LogAnalyzer
LogAnalyzer copied to clipboard
Ensemble framework of some log based anomaly detection work.
LogAnalyzer
-
Ensemble framework of some log based anomaly detection work.
-
It is the basic thought with feature engineering to analyse raw logs and finally report the potential malicious logs based on a series of processings.
Ongoing:
- dvc experiments
- dvc dags
Feature:
- convert the logs to structured pandas framework
- extract the log keys from raw logs
- analyse the log key exeuction path
- analyse the paramaters in log key
- analyse the time series data generated from window size and time interval by PCA.

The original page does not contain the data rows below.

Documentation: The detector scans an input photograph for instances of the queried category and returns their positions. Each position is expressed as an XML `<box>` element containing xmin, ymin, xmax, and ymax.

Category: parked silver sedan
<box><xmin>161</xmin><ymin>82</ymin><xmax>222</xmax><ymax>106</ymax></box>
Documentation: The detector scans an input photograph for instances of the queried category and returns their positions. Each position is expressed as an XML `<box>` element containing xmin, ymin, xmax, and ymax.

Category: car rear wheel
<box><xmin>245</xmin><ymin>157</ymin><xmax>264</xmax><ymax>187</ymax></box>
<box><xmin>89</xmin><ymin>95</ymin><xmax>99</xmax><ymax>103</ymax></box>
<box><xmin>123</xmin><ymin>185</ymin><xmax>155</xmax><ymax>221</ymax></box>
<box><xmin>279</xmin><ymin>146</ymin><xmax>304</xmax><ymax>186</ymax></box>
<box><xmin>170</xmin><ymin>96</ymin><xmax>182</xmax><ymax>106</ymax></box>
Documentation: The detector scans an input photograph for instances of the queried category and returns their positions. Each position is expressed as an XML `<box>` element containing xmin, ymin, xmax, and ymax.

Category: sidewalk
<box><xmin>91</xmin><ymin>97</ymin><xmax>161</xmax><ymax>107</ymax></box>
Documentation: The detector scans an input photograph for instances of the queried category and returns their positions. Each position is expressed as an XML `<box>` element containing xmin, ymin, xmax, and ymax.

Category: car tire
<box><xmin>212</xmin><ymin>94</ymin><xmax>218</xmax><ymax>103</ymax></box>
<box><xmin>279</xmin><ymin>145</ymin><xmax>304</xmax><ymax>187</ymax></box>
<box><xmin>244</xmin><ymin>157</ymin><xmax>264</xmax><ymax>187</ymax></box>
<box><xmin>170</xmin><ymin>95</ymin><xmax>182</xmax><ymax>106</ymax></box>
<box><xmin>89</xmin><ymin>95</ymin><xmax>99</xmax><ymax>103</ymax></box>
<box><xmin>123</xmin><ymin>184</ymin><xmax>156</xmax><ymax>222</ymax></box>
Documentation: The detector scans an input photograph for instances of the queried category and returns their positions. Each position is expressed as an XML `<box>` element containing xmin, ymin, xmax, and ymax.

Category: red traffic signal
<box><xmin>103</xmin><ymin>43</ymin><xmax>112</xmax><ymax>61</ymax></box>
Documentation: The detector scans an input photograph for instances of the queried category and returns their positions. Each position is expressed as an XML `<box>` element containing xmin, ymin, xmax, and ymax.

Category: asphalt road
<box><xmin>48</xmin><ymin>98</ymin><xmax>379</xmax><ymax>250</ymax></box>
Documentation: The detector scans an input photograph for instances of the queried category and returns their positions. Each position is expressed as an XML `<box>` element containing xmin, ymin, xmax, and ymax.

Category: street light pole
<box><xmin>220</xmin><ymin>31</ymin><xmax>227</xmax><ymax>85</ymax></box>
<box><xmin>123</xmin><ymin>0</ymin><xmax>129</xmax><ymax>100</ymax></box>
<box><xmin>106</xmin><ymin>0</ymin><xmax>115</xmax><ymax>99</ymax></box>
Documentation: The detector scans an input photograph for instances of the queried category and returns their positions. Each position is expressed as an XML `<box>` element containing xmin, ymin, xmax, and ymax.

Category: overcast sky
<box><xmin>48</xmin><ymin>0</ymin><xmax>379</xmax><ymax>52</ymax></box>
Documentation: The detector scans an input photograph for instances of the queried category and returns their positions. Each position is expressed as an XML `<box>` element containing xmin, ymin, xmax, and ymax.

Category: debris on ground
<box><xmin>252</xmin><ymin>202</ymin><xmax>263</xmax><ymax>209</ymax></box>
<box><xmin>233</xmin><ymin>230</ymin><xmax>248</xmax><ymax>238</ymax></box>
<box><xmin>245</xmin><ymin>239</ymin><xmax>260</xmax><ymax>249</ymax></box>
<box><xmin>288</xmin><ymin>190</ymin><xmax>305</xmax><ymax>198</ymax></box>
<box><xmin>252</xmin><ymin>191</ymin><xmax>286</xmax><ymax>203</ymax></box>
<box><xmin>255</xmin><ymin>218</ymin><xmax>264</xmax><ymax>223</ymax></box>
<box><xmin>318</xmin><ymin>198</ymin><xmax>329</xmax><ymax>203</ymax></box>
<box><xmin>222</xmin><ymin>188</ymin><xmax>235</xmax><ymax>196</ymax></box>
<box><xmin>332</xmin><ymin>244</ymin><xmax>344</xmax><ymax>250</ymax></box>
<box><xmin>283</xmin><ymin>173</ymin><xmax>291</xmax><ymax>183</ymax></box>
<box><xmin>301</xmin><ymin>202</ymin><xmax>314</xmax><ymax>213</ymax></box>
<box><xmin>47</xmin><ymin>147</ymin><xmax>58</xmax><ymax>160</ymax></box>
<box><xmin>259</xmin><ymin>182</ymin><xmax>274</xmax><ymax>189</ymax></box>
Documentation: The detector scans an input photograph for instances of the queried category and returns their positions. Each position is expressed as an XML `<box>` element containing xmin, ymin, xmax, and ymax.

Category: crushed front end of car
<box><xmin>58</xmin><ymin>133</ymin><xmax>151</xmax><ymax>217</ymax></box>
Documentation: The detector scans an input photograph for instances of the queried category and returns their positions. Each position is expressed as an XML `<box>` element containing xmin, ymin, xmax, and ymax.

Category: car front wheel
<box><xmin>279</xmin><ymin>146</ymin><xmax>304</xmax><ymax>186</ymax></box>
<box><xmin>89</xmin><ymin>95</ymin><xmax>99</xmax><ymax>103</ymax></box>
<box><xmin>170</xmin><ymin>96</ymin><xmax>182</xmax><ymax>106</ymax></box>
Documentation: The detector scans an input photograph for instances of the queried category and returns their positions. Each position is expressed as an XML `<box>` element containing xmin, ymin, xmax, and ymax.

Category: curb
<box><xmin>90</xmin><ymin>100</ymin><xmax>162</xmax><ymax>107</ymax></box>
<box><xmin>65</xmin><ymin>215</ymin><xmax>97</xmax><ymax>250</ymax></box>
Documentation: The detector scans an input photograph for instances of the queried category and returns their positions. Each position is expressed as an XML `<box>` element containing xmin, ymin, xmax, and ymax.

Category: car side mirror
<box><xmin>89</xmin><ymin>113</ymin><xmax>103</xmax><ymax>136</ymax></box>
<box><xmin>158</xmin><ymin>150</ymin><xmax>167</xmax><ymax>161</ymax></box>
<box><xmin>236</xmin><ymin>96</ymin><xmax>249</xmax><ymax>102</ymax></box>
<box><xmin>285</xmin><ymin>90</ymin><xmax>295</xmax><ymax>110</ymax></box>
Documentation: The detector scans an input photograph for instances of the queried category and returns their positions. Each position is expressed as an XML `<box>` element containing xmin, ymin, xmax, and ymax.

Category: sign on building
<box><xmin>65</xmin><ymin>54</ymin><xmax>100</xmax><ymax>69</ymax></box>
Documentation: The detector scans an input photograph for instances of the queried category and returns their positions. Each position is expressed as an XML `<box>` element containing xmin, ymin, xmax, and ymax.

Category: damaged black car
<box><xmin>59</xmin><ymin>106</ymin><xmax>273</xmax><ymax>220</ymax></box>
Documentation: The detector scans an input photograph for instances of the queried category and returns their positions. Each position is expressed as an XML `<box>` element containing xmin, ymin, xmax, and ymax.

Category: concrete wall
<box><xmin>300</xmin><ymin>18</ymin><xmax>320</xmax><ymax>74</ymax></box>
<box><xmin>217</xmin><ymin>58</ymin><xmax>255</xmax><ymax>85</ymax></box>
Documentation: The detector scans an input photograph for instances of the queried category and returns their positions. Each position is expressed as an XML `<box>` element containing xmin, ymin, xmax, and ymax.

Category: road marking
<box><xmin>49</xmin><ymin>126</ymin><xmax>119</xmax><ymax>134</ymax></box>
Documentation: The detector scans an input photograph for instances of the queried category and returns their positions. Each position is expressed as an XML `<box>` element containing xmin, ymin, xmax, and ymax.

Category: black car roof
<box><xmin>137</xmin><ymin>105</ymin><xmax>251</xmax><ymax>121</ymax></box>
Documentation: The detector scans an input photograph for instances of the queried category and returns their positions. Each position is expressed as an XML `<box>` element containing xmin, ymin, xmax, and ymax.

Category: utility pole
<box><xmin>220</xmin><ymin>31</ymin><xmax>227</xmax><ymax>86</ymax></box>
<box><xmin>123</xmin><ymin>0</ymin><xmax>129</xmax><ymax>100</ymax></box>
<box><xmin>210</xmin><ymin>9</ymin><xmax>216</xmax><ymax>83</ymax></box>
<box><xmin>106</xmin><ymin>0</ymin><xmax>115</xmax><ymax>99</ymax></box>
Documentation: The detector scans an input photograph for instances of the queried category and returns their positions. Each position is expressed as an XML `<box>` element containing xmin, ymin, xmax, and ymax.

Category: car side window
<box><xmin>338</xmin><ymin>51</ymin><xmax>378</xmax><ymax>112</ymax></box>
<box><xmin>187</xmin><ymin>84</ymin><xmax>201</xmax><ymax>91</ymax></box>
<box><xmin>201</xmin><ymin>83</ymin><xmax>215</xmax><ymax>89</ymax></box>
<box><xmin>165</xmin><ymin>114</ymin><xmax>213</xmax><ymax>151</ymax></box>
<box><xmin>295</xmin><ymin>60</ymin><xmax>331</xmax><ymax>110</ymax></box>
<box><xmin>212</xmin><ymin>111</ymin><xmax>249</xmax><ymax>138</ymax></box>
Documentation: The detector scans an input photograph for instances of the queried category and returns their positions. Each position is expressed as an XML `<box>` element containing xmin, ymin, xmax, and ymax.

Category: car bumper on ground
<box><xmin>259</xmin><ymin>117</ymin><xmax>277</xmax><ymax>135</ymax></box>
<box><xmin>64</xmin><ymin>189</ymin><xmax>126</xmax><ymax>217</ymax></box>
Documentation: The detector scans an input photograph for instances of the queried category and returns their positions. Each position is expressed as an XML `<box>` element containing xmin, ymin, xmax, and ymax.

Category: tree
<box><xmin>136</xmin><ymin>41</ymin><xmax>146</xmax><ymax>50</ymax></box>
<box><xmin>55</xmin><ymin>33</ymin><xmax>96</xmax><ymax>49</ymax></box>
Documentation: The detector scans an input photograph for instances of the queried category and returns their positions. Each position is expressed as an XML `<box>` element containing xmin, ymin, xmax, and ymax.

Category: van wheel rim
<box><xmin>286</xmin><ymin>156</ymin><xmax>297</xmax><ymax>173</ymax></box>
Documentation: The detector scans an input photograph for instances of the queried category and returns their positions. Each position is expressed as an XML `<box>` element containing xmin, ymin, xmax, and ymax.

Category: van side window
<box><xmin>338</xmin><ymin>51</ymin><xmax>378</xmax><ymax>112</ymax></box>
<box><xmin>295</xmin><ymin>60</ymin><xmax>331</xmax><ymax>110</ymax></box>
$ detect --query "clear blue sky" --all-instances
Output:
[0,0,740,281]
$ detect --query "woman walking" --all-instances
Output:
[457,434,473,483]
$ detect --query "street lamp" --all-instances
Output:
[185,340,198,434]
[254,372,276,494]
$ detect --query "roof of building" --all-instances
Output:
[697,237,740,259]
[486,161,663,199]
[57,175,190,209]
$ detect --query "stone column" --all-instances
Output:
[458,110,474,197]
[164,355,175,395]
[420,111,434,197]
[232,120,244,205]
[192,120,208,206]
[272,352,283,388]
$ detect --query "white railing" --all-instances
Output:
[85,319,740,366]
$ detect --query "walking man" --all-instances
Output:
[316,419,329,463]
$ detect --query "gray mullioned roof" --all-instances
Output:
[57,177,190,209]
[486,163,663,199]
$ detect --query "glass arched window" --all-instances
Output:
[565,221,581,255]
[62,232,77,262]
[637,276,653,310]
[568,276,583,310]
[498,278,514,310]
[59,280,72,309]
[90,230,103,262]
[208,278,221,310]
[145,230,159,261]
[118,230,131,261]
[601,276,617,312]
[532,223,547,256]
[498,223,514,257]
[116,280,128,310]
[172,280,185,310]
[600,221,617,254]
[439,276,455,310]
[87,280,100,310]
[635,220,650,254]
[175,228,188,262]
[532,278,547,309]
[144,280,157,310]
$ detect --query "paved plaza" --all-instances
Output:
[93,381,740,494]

- online learning for feedbacks
For the dataset, I have given some examples and you can put your own data into that folder.
pre-preparation:
# in order to match the libraries versions, please run and build the project in virtual environment
virtualenv env
pip3 install -r requirement.txt
Instructions (In Deeplog_demo folder):
1. Source data:
When the data format is in csv, we need translate them into txt files and split them into batches.
python3 csv_txt_trans.py
You will get notice on inputing the source location and output location.
2. Data analysis:
we use the logparser tool to transform the source txt log files into structured csv files under a folder, the folder is named by the start and end time. (Find the Lenma_demo under the logparser/logparser/demo)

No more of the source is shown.